Updated: Monday, 26 Oct 2009, 12:12 AM CDT
Published : Sunday, 25 Oct 2009, 8:40 PM CDT
Steve Chamraz, FOX Chicago News
Chicago - For five decades, Bonita Williamson called a house at 56th and South Loomis Streets home.
She's slated to be evicted from that home on Monday.
"Everyone thinks it's a property, it's a building. It's a legacy," Williamson said. "We had five generations grow up in this building."
Williamson is a victim of the mortgage crisis.
Making payments on the two-flat was no problem when she had money coming in, but the economy tanked, her income dropped, and she started missing payments.
"Really, I couldn't afford a almost 13 percent interest rate payment," she said. "The more I reached out to the bank, the more they just shut doors."
Williamson says she wound up like a lot of people -- with a bank unwilling to re-negotiate her mortgage.
So on Sunday, several hundred people gathered at a downtown hotel and took aim at the banks.
They billed it "the showdown in Chicago" -- three days of protests scheduled to coincide with the American Bankers Association's convention.
Senator Dick Durbin was one of the speakers who blasted the bankers for taking government bailout money and refusing to bail out struggling homeowners.

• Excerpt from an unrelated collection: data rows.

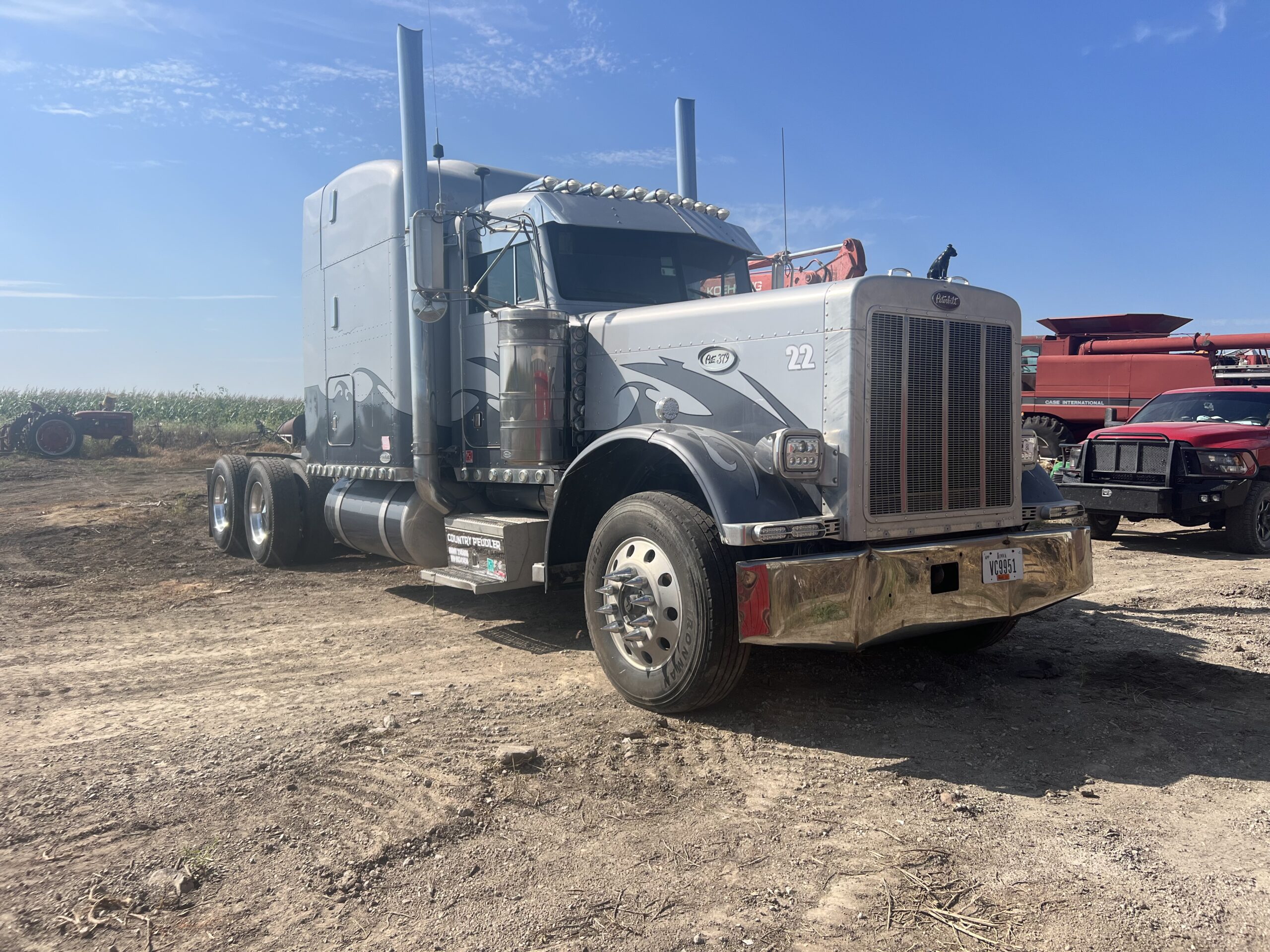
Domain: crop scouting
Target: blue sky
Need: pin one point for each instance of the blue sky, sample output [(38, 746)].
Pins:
[(1085, 158)]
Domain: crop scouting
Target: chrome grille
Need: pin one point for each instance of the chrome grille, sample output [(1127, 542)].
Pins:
[(887, 373), (942, 416)]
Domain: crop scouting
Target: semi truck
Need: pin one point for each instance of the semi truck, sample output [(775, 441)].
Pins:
[(520, 381), (1103, 368)]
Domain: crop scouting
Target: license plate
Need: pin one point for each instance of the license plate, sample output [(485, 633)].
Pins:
[(1003, 565)]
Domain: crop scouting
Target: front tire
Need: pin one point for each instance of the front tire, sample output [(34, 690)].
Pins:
[(662, 604), (972, 638), (272, 511), (1051, 434), (1103, 526), (1248, 526)]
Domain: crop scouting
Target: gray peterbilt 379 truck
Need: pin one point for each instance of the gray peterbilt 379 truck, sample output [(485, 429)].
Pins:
[(516, 381)]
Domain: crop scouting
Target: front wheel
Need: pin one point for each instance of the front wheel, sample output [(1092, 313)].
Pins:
[(662, 604), (1248, 526), (1103, 526)]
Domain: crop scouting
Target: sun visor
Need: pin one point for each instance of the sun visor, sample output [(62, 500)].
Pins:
[(566, 209)]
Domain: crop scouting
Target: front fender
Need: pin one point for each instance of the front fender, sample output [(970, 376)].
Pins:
[(722, 468)]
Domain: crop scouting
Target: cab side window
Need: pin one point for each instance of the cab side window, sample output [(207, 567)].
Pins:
[(513, 280)]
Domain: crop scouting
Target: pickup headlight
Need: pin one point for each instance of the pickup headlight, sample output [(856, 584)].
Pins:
[(1216, 463), (799, 455), (1030, 452)]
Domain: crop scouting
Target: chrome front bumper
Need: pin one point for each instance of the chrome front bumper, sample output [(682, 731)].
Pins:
[(851, 599)]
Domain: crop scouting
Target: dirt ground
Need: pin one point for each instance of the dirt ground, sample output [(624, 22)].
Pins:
[(202, 754)]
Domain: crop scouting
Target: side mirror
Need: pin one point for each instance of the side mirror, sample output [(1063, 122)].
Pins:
[(429, 259)]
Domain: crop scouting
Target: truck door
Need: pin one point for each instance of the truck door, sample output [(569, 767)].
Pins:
[(341, 411)]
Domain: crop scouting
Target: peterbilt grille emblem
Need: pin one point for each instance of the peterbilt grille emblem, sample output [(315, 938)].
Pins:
[(717, 359)]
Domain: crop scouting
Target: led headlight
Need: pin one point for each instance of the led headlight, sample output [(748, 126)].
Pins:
[(799, 455), (1030, 451), (1226, 464)]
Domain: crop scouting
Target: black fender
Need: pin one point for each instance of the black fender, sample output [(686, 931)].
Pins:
[(1039, 489), (715, 469)]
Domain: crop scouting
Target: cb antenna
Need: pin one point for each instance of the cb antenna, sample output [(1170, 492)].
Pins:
[(439, 151), (785, 203)]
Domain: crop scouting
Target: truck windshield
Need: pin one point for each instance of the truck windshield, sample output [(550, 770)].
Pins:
[(643, 267), (1208, 407)]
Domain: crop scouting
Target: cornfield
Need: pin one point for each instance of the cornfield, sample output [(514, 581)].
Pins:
[(167, 418)]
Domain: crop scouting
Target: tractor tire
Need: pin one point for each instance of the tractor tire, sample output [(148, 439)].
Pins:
[(225, 488), (662, 604), (1103, 526), (1248, 526), (1051, 432), (972, 638), (272, 512), (317, 543), (55, 436)]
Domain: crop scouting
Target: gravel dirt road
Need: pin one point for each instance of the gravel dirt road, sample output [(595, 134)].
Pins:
[(202, 754)]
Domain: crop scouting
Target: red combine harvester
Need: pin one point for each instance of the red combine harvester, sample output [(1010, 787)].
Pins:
[(1094, 371)]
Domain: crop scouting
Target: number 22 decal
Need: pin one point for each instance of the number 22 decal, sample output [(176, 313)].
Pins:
[(801, 357)]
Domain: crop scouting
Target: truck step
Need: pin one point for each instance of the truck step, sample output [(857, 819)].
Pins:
[(491, 551)]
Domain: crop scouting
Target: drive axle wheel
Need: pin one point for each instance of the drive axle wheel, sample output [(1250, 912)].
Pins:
[(272, 512), (662, 604), (225, 488), (1248, 526)]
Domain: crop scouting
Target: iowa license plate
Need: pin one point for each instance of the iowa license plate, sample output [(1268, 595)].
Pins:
[(1003, 565)]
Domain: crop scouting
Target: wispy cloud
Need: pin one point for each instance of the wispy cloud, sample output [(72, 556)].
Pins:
[(73, 296), (1170, 35), (141, 14)]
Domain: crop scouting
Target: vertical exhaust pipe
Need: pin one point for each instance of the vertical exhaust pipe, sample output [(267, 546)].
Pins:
[(416, 186), (686, 145)]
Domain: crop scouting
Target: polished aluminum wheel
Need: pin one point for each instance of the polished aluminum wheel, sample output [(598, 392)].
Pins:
[(642, 606), (258, 515), (220, 504)]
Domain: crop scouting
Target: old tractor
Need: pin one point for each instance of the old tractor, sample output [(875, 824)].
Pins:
[(59, 433)]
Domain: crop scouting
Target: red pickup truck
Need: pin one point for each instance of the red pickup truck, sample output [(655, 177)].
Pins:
[(1193, 456)]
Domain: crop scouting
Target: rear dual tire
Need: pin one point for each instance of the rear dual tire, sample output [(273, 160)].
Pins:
[(268, 508)]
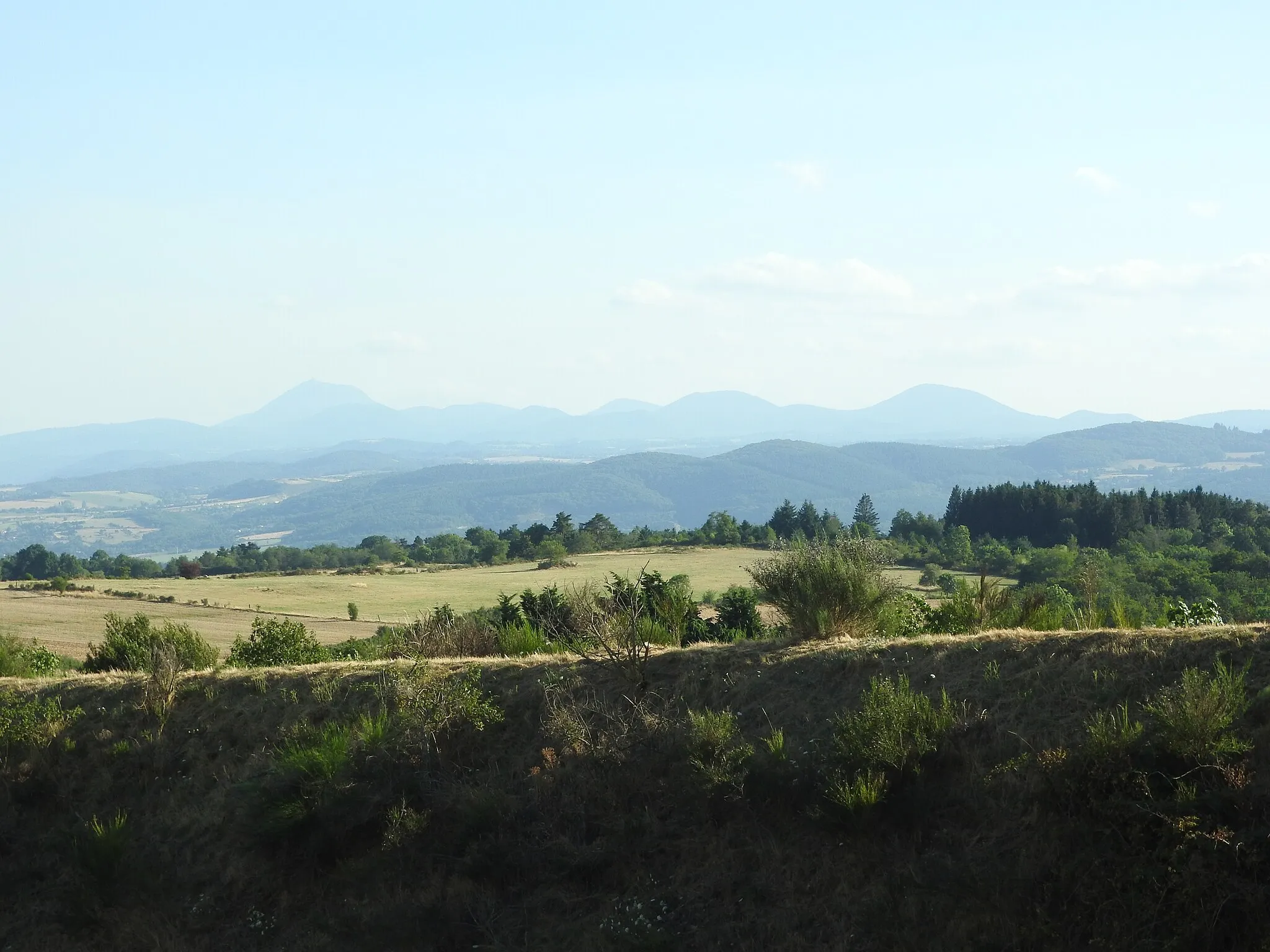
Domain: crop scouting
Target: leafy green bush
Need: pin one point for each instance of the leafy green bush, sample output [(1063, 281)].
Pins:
[(827, 589), (1194, 716), (133, 644), (904, 616), (30, 660), (1191, 616), (277, 641), (717, 749), (737, 610), (30, 723)]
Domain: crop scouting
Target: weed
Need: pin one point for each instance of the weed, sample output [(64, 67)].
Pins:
[(638, 923), (775, 744), (863, 790), (324, 689), (717, 749), (403, 823), (894, 729), (522, 639), (99, 851), (1194, 715), (1112, 734)]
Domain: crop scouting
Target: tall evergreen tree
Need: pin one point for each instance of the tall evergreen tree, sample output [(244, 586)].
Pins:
[(784, 521), (865, 516)]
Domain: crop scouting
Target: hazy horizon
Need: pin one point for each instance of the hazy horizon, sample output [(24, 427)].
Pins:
[(822, 203)]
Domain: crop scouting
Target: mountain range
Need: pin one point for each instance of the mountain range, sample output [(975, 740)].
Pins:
[(395, 489), (313, 418)]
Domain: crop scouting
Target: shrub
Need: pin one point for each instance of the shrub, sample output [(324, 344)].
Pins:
[(131, 645), (443, 633), (738, 611), (30, 660), (894, 729), (904, 616), (717, 749), (1194, 715), (827, 589), (277, 641), (1189, 616), (429, 706), (1112, 734)]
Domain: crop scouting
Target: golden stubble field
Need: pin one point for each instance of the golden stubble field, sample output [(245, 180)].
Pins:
[(68, 622)]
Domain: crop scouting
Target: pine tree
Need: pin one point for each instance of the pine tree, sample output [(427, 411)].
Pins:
[(865, 516)]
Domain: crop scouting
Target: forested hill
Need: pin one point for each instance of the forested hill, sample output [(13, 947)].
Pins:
[(383, 490)]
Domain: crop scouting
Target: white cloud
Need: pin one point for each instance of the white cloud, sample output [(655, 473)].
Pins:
[(394, 342), (1096, 178), (807, 174), (783, 275), (1143, 276)]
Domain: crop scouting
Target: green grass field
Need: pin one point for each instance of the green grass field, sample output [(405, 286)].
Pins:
[(69, 624)]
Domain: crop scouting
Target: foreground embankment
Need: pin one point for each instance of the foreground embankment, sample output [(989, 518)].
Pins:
[(1009, 790)]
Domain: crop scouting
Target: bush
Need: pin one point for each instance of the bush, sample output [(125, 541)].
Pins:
[(277, 641), (523, 639), (894, 729), (30, 723), (133, 644), (737, 610), (443, 633), (1194, 715), (30, 660), (904, 616), (1191, 616), (827, 589)]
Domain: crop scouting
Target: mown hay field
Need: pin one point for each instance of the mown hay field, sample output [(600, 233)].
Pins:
[(68, 624), (558, 822)]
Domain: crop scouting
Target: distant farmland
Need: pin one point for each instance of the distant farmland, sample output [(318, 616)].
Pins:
[(68, 624)]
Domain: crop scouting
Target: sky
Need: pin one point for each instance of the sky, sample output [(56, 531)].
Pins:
[(561, 205)]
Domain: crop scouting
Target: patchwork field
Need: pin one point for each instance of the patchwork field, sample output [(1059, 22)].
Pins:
[(68, 622)]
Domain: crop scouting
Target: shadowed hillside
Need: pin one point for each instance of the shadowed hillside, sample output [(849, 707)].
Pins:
[(534, 805)]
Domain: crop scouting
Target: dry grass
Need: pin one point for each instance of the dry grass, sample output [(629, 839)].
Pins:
[(548, 824), (69, 624)]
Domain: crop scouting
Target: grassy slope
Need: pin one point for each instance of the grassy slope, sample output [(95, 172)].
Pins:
[(961, 858)]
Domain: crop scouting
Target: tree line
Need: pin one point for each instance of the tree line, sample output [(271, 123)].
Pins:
[(538, 542)]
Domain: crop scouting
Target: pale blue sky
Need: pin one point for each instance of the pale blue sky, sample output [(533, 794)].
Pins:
[(813, 202)]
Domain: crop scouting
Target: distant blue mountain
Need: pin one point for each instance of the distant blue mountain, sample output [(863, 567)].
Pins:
[(1248, 420), (315, 416)]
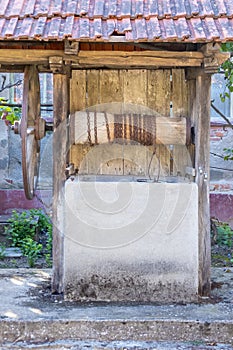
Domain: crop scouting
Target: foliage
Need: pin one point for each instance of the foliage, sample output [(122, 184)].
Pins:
[(23, 231), (227, 67), (228, 154), (224, 235), (49, 246), (7, 113), (31, 249), (2, 251), (222, 239)]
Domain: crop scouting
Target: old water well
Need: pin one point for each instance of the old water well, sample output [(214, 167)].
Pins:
[(130, 210)]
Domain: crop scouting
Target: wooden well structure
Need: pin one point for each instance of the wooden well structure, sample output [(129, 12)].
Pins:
[(148, 73)]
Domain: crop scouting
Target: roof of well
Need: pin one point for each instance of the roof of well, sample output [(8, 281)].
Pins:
[(136, 20)]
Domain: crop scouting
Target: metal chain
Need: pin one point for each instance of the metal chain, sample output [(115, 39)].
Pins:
[(95, 129), (89, 128), (107, 127)]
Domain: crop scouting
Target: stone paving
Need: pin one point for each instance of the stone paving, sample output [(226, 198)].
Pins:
[(31, 318)]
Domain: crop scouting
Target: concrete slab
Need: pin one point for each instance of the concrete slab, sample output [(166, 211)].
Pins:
[(30, 315), (130, 241)]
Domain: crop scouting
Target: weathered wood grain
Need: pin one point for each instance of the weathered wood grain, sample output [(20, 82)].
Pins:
[(202, 126), (60, 112)]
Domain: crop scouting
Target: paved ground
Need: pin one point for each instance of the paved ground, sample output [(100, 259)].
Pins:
[(31, 318)]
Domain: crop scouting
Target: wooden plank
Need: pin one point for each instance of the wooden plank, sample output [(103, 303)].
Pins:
[(92, 89), (135, 61), (111, 89), (78, 91), (25, 56), (181, 157), (202, 127), (135, 87), (159, 90), (179, 93), (159, 97), (159, 54), (168, 131), (60, 113)]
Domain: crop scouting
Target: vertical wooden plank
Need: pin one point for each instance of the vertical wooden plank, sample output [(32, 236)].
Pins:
[(60, 113), (78, 91), (181, 156), (159, 91), (159, 97), (135, 87), (111, 89), (92, 88), (202, 127), (179, 93)]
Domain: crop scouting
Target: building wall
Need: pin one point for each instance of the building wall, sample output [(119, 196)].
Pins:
[(221, 182)]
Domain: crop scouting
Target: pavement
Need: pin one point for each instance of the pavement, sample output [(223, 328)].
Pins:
[(30, 317)]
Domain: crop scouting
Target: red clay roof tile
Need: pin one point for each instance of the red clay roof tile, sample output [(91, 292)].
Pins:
[(152, 20)]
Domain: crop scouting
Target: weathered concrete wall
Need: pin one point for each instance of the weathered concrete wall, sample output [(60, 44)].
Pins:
[(131, 241)]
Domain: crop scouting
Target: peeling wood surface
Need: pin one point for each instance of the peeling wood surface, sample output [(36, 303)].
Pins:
[(61, 111), (131, 93)]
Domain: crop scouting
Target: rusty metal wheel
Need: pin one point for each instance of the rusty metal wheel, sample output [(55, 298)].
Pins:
[(31, 130)]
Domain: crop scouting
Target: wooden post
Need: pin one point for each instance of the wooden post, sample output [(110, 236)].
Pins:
[(61, 110), (202, 134)]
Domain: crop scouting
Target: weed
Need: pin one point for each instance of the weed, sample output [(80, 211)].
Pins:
[(23, 232), (31, 249), (2, 251)]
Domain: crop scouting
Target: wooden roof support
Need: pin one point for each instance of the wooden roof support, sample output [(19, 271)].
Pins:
[(60, 113), (202, 133), (110, 59), (213, 57)]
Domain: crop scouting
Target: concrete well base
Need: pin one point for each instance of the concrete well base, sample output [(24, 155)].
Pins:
[(130, 241)]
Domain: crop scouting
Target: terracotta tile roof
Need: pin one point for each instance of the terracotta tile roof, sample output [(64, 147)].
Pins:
[(136, 20)]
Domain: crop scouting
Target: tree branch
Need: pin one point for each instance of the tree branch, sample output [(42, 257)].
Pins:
[(222, 115)]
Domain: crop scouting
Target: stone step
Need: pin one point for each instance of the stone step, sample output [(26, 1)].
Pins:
[(119, 345), (100, 334)]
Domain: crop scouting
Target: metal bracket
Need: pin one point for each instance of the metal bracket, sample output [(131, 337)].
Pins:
[(190, 171), (71, 47)]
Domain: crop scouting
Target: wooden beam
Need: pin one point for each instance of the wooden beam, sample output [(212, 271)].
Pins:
[(105, 58), (116, 59), (18, 56), (152, 130), (61, 111), (202, 133)]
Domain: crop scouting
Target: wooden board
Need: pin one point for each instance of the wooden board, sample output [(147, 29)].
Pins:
[(127, 92), (60, 112), (100, 127), (202, 126), (180, 153)]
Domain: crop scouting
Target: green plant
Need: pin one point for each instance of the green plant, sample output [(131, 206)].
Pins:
[(227, 68), (228, 153), (49, 245), (224, 235), (21, 225), (23, 231), (7, 113), (31, 249), (2, 251)]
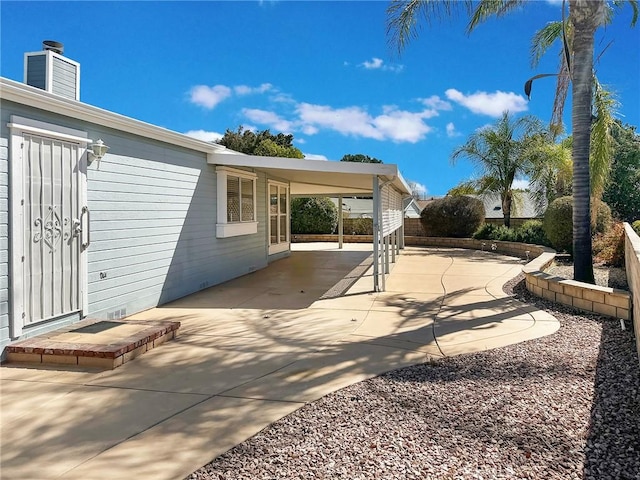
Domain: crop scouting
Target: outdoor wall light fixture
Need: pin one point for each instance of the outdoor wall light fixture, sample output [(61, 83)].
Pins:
[(97, 150)]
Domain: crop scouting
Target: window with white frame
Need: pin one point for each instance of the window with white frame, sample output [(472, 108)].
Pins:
[(236, 203), (279, 220)]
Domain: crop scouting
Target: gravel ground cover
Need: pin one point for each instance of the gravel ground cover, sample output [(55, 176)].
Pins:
[(566, 406)]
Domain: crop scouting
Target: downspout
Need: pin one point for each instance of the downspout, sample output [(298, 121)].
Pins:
[(378, 235), (376, 232), (340, 222)]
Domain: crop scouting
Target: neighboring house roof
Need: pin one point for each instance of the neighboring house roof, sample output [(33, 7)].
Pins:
[(412, 209)]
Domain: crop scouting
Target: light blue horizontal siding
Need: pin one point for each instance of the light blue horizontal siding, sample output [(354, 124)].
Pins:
[(4, 238), (153, 217), (153, 225)]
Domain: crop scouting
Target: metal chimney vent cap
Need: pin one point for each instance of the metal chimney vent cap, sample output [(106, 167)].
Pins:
[(54, 46)]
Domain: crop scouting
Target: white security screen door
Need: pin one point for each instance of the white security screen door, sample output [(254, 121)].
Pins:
[(47, 223), (279, 220)]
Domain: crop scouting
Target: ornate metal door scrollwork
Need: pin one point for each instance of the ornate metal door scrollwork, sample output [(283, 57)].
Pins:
[(51, 229)]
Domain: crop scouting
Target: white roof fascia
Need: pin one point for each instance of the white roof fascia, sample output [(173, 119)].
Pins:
[(23, 94), (386, 171), (37, 98)]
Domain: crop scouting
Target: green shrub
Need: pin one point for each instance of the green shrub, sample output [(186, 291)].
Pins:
[(505, 234), (608, 247), (357, 226), (531, 231), (485, 232), (558, 222), (313, 215), (452, 216)]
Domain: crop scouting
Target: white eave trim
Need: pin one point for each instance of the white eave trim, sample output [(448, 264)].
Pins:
[(37, 98)]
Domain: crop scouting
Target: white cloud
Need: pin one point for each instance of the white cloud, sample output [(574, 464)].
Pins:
[(348, 121), (378, 64), (309, 130), (521, 184), (246, 90), (402, 126), (268, 118), (394, 124), (209, 97), (204, 135), (374, 64), (314, 156), (435, 102), (451, 130), (491, 104)]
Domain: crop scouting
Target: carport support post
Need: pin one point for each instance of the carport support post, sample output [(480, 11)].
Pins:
[(340, 222), (394, 237), (376, 233)]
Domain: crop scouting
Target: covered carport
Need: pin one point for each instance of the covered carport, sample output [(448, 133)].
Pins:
[(308, 178)]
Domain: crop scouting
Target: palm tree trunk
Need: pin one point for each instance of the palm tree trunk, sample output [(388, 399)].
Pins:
[(506, 209), (585, 15)]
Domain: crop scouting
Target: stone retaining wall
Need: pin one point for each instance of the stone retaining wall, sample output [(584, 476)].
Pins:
[(632, 266)]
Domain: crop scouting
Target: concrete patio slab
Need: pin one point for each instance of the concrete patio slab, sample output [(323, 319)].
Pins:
[(329, 370), (251, 351), (183, 443), (70, 429)]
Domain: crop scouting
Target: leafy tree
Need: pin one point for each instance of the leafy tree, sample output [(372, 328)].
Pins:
[(585, 18), (457, 216), (549, 170), (313, 215), (623, 192), (466, 187), (360, 158), (261, 143), (499, 154)]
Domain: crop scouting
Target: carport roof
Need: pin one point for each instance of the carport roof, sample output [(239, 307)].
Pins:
[(316, 177)]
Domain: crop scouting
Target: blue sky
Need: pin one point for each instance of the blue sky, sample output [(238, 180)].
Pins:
[(323, 71)]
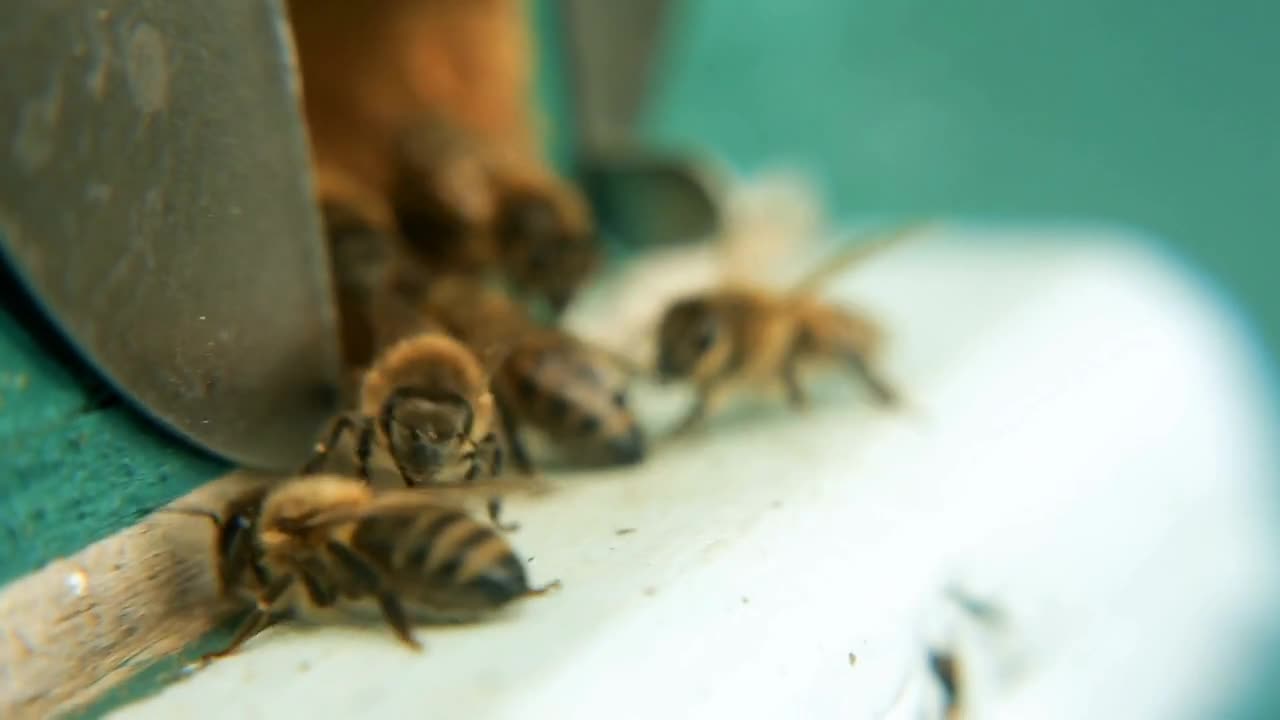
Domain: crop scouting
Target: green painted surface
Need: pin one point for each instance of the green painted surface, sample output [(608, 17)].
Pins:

Right here in the midwest, it's one in every six people in a homeless shelter victims of foreclosure," Durbin said. "As long as those plywood boarded up houses are there, we're not going to have an economic recovery."
On Bonita Williamson's block, two homes are already boarded up.
Hers will join them soon.
"The economy is bad, they had the bailout. Where did that money go," Williamson asked. "They're supposed to help us, but most of us aren't being helped."
She hopes three days of protests will convince bankers to help more.